3) I believe that if America were to open drilling everywhere in the country, allow American companies to buy the resources from the Government and sell them to the world, the price at the pump would seriously slacken. We would probably not see $0.87/gallon prices again, but realistically, I think the price of oil could drop to $65/barrel and the pump prices to $2.15/gallon. The trick here is to have energy companies pay the government (city, state, federal) XX% based on their production. The resources belong too the people, not too the government, therefore, the tax would go to offset income taxes and restore the deficit (which has never been zero in any of our lifetimes.)
4) In regards to the strength of American currency, the US Dollar is strong compared to the currency of many nations. It may or may not be stronger than the Canadian Dollar or the British Pound or the Euro. That’s not what I was attempting to say anyway. But it is strong enough that everyone on the planet knows that the dollar will be worth a dollar for as long as anyone can realistically imagine. The same could be said for the Euro, maybe even the British Pound or the Canadian Dollar (though I believe the Canadian Dollar fluctuates more often than the US Dollar has in the past century.)
5) Yes, companies are assets in many mutual funds and personal stocks. It’s called gambling. You are not guarenteed a return in the stock market. If you buy into a company and their leadership destroys the company making bad loans, or bad products or whatever, then you lose. That company should not, in my mind, be bought by the tax payers just to save you from your poor decisions.
It’s like I’ve been saying to Switch for years now. He’s lamented the fact that he’s lost a lot of money in the market. Personally, I’ve been making money left and right, except the past two weeks (and even then, with the ultra volatile nature of the market lately, I’m only down pennies on the dollar, perhaps 2 or 3%.)
Now, if I have done my homework, used the brain God gave me and made the right investments so I don’t lose my money, why should I be punished by bailing out those who did not use the brains they were given or did not do their homework or worse, relied on others only to tell them what to buy?
Should my neighbor across the street be able to walk up to me and say: “Hey, you earned $40 today, but my boss stiffed me. Give me $20 of what you earned.” Is that the society we want to live under?

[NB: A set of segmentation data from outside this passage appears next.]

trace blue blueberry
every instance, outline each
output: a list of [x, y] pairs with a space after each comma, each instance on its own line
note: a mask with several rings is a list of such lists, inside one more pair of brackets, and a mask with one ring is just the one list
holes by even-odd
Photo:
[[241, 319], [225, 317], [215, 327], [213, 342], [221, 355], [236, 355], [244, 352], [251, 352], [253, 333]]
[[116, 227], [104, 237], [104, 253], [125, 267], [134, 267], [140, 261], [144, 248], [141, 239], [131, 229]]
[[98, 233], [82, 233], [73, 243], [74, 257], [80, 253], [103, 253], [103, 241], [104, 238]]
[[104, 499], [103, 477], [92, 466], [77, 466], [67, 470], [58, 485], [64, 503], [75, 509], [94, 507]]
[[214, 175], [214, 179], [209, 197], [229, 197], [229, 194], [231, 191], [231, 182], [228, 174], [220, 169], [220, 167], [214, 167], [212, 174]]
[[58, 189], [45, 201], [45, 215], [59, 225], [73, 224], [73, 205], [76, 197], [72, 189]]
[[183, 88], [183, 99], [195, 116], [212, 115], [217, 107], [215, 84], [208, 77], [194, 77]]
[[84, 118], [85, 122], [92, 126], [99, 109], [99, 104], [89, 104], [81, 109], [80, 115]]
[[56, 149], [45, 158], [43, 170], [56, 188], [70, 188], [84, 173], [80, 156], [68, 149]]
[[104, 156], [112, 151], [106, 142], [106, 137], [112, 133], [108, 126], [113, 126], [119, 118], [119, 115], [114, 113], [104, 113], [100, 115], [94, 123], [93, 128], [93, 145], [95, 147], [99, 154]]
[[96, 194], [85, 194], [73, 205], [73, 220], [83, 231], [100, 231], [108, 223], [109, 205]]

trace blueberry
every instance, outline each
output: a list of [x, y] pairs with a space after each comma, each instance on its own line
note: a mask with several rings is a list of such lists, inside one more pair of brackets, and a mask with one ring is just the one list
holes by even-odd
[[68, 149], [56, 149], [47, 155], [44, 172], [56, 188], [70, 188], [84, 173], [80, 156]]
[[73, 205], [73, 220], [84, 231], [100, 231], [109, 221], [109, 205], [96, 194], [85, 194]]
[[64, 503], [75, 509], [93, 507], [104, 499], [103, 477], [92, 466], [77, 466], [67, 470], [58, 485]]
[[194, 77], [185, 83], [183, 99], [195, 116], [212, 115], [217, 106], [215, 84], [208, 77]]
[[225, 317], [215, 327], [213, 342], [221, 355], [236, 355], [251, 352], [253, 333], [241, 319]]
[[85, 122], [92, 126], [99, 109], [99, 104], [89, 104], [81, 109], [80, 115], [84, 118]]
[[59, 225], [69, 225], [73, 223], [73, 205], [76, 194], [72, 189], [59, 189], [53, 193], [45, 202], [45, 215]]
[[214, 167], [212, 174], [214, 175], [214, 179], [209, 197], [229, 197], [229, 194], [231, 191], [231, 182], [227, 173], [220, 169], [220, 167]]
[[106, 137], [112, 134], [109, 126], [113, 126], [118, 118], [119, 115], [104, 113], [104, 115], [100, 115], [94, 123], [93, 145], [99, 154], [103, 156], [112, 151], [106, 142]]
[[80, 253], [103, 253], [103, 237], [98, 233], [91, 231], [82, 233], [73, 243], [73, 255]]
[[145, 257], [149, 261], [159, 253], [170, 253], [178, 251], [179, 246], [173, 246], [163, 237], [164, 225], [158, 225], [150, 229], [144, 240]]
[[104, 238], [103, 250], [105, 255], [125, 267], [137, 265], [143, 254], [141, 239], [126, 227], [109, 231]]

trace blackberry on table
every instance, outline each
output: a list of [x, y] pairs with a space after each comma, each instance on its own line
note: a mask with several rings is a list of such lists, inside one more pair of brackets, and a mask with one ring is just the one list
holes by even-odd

Now lets expand that microcosm to the national level. If Bank of America refrained from making risky loans because they did not want the exposure, they kept the federally required assets in reserve to cover their debts and they invested wisely, why should we punish their success by buying out Freddie Mac and Freddie Mae? Why not let those two banks go under and allow Bank of America or Citigroup or another bank buy their notes instead?

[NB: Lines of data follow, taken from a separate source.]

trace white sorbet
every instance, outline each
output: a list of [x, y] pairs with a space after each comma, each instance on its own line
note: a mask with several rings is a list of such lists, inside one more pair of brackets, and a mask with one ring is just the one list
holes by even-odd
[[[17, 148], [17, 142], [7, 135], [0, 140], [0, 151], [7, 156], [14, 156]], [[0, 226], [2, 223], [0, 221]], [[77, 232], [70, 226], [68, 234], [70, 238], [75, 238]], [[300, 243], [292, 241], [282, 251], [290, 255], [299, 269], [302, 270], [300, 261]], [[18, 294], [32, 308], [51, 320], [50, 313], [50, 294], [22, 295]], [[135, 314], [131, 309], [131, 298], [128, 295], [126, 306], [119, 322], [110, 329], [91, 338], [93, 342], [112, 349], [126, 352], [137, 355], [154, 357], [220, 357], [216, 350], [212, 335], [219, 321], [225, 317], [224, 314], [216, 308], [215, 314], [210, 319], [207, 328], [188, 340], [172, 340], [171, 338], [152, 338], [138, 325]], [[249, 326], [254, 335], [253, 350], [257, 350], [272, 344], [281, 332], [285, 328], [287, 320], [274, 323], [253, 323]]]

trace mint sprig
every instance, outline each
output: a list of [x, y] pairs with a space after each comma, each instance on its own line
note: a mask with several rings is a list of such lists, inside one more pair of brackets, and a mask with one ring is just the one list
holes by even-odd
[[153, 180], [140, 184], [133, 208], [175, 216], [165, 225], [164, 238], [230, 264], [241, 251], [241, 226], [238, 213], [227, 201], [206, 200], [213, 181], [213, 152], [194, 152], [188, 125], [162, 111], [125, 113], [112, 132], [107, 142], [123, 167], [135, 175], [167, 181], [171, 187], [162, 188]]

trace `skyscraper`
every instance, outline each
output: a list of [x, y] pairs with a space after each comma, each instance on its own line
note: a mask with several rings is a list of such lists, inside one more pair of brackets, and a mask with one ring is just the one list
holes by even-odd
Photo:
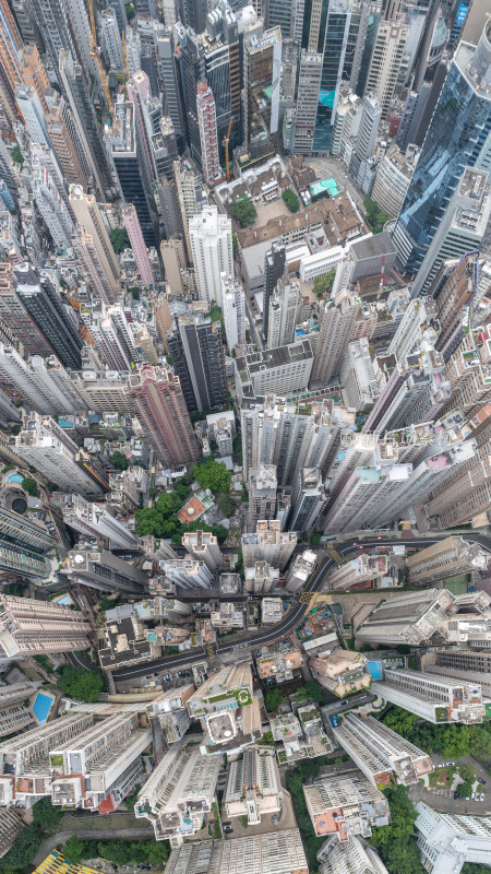
[[128, 393], [166, 466], [197, 461], [200, 449], [179, 377], [171, 370], [145, 365], [130, 376]]
[[464, 168], [489, 161], [491, 22], [477, 47], [459, 43], [409, 185], [393, 239], [403, 269], [416, 274]]
[[176, 317], [167, 347], [190, 412], [213, 410], [227, 402], [221, 328], [201, 314]]
[[221, 273], [233, 275], [231, 221], [206, 206], [190, 218], [189, 237], [200, 299], [221, 306]]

To answer your last question: Yes and Yes. It is both political and correct that the bailout would happen regardless of if an election was occurring this year. The American people are a bunch of spoiled little rich kids running home to Mommy and Daddy when they got a bloody nose in the school yard of Wall Street, and like the mollycoddles they are, they will get all the sympathy their parents can dish out and none of life’s lessons they so desperately need.